As long as locale is explicitly specified, referring to another language specification seems to be the best way to fully define support. atof() might not be the best example as we'd want to disallow both leading whitespace, trailing garbage, alternate locales. I presume base 10 encoding is preferable for human readability purposes. Does it make sense to define a minimum round-trip fp precision? I've had errors introduced by tools truncating to 2dp, but that might be outside the scope of the specs.

d-cameron · 2015-06-15T01:32:55Z

@bhandsaker I was under the impression that complex structural variants were intended to be represented as any number of breakend variants all sharing matching EVENT identifier, with the predefined symbolic alleles used for common local SVs.

bhandsaker · 2015-06-15T12:27:13Z

I believe breakends are better for describing the kinds of structural rearrangements one finds in cancer genomes. Our lab focuses more on complex common SVs, such as 17q21.31 http://www.ncbi.nlm.nih.gov/pubmed/22751096 and similar sorts of situations where we might want to represent shared haplotypes in the population but may not have the level of specificity implicit in or required by the breakend notation.

I'm not suggesting any specific changes to the spec, just that we don't add language that would make a VCF invalid if it contains a new symbolic allele (although all symbolic alleles SHOULD be defined in the header).

d-cameron · 2015-06-15T15:59:12Z

@bhandsaker that in itself is a change to the v4.3 spec as the draft currently has a pre-defined fixed set of top-level SV allele as opposed to the open-ended style of v4.2. It seems like what you want to achieve can be resolved by reverting to allowing symbolic allele of any name, forcing interpretation of any reference matching a symbolic allele name as a reference to the symbolic allele and not a named contig with the same name.

It's looks like more than just the ALT header keys that would need changing for properly modelling complex SVs. SVTYPE is currently restricted to DEL, INS, DUP, INV, CNV, BND, and complex SVs don't fit neatly into any of those, although you could probably hack 17q21.31 into a named CNV allele. Does your use case involve representing such common variants as single-line named SVs at a nominal haplotype position, or is it something else?

On a related note, the specs still seem unclear as to whether alleles such as TTTA<DEL>, or AA<namedcontig1>TAAA<namedcontig2>NNN are allowed valid allele.
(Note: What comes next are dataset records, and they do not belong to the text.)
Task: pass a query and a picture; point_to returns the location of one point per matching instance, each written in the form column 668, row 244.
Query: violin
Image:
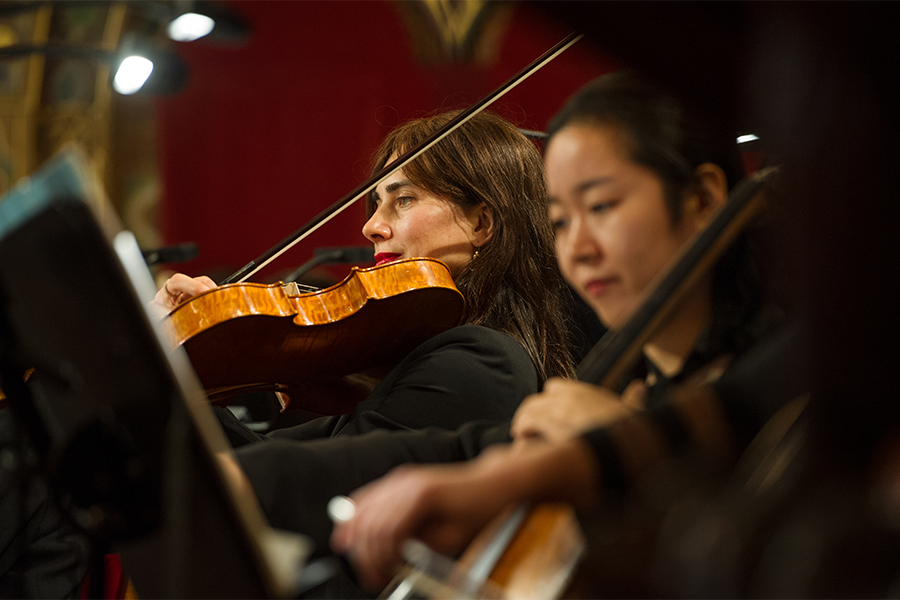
column 310, row 345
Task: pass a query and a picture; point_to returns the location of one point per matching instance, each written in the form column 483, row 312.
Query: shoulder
column 465, row 374
column 474, row 337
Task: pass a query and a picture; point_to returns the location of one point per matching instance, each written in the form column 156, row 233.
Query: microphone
column 170, row 254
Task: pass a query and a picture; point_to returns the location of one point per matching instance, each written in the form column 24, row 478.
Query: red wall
column 266, row 135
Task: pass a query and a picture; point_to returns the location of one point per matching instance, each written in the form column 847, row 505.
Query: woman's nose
column 376, row 228
column 581, row 245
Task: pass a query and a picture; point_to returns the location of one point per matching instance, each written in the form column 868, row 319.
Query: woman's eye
column 558, row 223
column 603, row 206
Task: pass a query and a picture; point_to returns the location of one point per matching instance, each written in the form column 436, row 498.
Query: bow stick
column 367, row 186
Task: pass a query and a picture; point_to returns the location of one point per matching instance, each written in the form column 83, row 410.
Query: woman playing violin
column 476, row 202
column 631, row 177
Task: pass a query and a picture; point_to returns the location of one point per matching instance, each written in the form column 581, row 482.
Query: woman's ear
column 710, row 193
column 482, row 218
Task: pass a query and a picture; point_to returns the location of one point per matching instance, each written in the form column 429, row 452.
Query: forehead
column 579, row 154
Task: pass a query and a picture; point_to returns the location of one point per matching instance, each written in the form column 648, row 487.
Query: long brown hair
column 513, row 285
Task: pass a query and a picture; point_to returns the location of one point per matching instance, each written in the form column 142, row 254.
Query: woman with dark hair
column 631, row 178
column 512, row 283
column 477, row 202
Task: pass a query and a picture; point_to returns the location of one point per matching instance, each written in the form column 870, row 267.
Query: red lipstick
column 385, row 257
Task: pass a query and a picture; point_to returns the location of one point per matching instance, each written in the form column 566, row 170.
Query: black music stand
column 120, row 421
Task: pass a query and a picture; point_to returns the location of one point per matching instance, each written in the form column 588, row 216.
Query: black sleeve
column 469, row 373
column 748, row 394
column 295, row 480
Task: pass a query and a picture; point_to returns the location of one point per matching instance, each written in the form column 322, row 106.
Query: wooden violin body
column 250, row 337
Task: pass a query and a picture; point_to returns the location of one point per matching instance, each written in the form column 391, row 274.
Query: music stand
column 120, row 420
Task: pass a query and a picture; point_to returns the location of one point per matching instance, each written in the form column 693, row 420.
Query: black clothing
column 41, row 555
column 469, row 378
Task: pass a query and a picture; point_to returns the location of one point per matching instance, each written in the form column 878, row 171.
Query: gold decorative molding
column 445, row 31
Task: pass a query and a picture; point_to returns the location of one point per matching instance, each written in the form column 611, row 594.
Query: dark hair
column 513, row 285
column 672, row 141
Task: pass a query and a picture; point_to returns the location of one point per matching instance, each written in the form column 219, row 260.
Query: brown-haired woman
column 477, row 202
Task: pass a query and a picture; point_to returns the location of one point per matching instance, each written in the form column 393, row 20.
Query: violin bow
column 372, row 182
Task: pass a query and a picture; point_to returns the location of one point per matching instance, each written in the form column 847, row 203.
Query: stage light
column 132, row 74
column 189, row 27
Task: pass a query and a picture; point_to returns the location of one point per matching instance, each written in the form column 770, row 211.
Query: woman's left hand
column 567, row 408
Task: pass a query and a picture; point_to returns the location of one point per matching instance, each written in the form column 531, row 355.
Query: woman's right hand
column 177, row 289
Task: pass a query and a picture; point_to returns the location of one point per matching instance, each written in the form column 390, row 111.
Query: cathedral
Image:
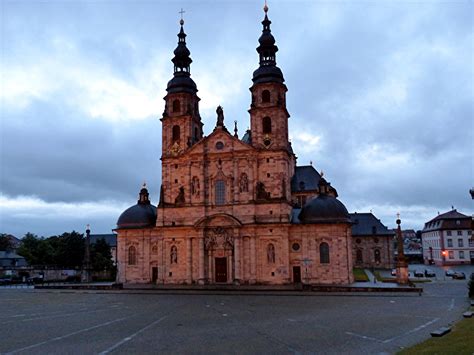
column 234, row 210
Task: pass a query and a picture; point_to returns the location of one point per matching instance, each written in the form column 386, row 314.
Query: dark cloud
column 381, row 98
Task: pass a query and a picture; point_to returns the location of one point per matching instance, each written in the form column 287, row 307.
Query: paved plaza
column 73, row 322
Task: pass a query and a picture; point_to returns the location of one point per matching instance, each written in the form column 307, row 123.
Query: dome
column 141, row 215
column 324, row 209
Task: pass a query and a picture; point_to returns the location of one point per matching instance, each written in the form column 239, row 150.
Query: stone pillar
column 237, row 264
column 253, row 261
column 201, row 261
column 189, row 270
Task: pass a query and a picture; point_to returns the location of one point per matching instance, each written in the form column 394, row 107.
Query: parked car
column 459, row 275
column 418, row 273
column 429, row 273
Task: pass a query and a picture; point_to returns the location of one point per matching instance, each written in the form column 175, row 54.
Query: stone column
column 189, row 268
column 237, row 261
column 253, row 261
column 201, row 261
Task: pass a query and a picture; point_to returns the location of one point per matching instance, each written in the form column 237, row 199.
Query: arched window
column 359, row 259
column 176, row 133
column 271, row 253
column 174, row 255
column 132, row 256
column 324, row 253
column 267, row 125
column 265, row 96
column 220, row 192
column 377, row 255
column 176, row 106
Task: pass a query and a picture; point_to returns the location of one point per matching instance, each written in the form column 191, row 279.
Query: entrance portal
column 296, row 274
column 221, row 269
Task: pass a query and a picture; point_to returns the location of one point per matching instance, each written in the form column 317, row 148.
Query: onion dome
column 141, row 215
column 182, row 81
column 268, row 71
column 324, row 208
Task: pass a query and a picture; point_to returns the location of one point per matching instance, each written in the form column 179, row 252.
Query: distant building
column 110, row 239
column 10, row 259
column 447, row 239
column 372, row 242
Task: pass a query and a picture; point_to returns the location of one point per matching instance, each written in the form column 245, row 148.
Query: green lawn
column 459, row 341
column 360, row 275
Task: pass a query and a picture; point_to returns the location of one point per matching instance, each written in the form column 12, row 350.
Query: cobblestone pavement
column 78, row 322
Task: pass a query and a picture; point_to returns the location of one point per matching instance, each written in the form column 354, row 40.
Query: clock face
column 267, row 141
column 175, row 149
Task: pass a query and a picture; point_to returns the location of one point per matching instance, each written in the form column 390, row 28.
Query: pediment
column 218, row 220
column 219, row 141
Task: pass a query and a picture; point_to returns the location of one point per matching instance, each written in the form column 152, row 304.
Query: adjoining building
column 110, row 239
column 372, row 242
column 234, row 210
column 447, row 239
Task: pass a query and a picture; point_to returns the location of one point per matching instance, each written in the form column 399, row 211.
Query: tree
column 5, row 242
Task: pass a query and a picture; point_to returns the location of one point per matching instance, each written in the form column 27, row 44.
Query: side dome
column 324, row 208
column 141, row 215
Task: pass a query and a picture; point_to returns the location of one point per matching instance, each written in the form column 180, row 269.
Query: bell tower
column 268, row 113
column 182, row 126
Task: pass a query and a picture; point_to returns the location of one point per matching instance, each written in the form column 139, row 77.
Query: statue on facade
column 180, row 198
column 262, row 194
column 220, row 116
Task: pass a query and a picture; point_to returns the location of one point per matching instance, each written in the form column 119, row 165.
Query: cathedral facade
column 234, row 210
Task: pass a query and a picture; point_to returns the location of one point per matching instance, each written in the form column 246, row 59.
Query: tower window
column 220, row 192
column 324, row 253
column 267, row 125
column 176, row 133
column 176, row 106
column 265, row 96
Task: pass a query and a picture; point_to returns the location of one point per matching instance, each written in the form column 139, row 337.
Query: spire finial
column 181, row 22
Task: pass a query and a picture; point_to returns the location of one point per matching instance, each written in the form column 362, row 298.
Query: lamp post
column 86, row 264
column 402, row 266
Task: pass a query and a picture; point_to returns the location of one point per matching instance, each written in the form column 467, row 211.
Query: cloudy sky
column 380, row 96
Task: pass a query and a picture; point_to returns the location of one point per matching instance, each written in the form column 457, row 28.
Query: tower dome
column 141, row 215
column 324, row 208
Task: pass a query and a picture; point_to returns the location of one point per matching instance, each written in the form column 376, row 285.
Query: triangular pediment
column 219, row 141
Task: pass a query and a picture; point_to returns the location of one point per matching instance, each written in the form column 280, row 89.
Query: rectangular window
column 220, row 192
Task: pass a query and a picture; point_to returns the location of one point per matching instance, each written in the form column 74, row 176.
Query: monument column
column 189, row 267
column 237, row 260
column 253, row 260
column 201, row 261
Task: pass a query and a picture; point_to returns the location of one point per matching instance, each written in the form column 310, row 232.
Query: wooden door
column 296, row 274
column 221, row 269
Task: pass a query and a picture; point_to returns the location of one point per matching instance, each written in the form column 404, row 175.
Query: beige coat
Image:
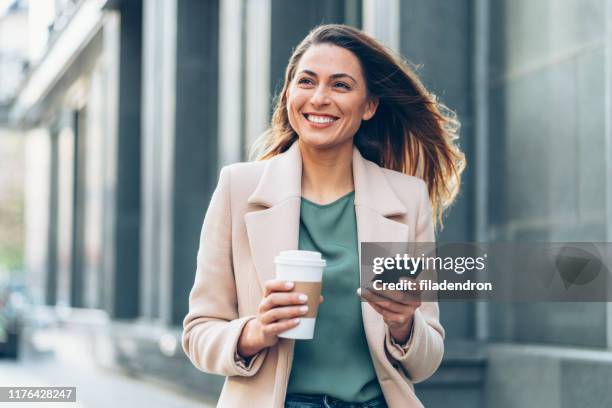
column 253, row 215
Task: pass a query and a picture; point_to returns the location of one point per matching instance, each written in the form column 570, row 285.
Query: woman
column 358, row 151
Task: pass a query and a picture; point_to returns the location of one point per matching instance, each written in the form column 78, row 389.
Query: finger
column 281, row 299
column 398, row 295
column 392, row 306
column 405, row 297
column 391, row 318
column 277, row 285
column 277, row 328
column 283, row 312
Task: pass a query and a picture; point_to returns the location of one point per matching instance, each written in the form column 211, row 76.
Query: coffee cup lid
column 299, row 257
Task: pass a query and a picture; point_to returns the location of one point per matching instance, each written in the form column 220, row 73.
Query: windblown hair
column 411, row 132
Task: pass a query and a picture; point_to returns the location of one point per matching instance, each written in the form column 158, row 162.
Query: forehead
column 327, row 59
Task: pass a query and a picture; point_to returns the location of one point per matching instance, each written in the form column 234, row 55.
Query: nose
column 320, row 97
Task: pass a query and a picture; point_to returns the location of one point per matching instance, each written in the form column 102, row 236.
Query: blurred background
column 116, row 116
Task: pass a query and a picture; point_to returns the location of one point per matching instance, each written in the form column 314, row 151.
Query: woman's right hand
column 279, row 310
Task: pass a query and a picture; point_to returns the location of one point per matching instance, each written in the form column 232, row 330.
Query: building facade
column 135, row 106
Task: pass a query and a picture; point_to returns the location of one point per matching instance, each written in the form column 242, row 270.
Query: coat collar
column 276, row 228
column 282, row 179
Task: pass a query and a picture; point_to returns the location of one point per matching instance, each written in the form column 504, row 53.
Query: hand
column 278, row 311
column 396, row 308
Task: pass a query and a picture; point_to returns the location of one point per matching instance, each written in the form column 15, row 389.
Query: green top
column 337, row 360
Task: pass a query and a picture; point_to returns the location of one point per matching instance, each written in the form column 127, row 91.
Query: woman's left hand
column 397, row 310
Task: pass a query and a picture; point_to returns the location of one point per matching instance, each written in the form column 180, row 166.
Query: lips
column 320, row 119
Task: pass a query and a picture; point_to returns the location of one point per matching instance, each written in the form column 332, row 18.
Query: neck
column 326, row 173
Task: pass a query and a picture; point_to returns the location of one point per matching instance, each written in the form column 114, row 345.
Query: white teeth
column 319, row 119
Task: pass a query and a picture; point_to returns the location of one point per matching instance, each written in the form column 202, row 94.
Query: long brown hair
column 411, row 132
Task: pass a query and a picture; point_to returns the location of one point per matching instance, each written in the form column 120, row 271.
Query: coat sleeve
column 212, row 326
column 422, row 354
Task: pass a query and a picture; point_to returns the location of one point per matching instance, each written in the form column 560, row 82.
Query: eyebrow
column 333, row 76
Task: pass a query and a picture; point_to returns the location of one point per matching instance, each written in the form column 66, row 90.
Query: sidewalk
column 70, row 365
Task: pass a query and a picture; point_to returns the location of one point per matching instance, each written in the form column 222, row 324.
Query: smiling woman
column 357, row 151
bhandsaker · 2015-06-15T16:12:58Z

@d-cameron @bhandsaker that in itself is a change to the v4.3 spec as the draft currently has a pre-defined fixed set of top-level SV allele as opposed to the open-ended style of v4.2.
Can you point me to where this is changed so that symbolic alleles have to come from a pre-defined fixed set?

d-cameron · 2015-06-16T01:42:12Z

Line 146-153 of the initial VCF 4.3 branch change set af41ed9

bhandsaker · 2015-06-16T01:55:51Z

Oh. heh heh. It's possible that I wrote that actually as part of the original SV specification.
Well, I don't think it's worth loosening the specification. Sorry for the confusion.

pd3 · 2015-06-22T14:12:40Z

@d-cameron The RFC1738 is primarily about URLs and most of the unsafe characters relevant to URLs do not apply to VCF. Wouldn't it be better to give an explicit list of characters that can be encoded?

%3a  ..  :  (colon)  
%3b  ..  ;  (semicolon)
%3d  ..  = (equal sign)
%25  ..  % (percent sign)
%2c  ..  ,  (comma)
%0d  .. CR
%0a  .. LF
%09  .. TAB

The percent sign should be always written as %25, I think.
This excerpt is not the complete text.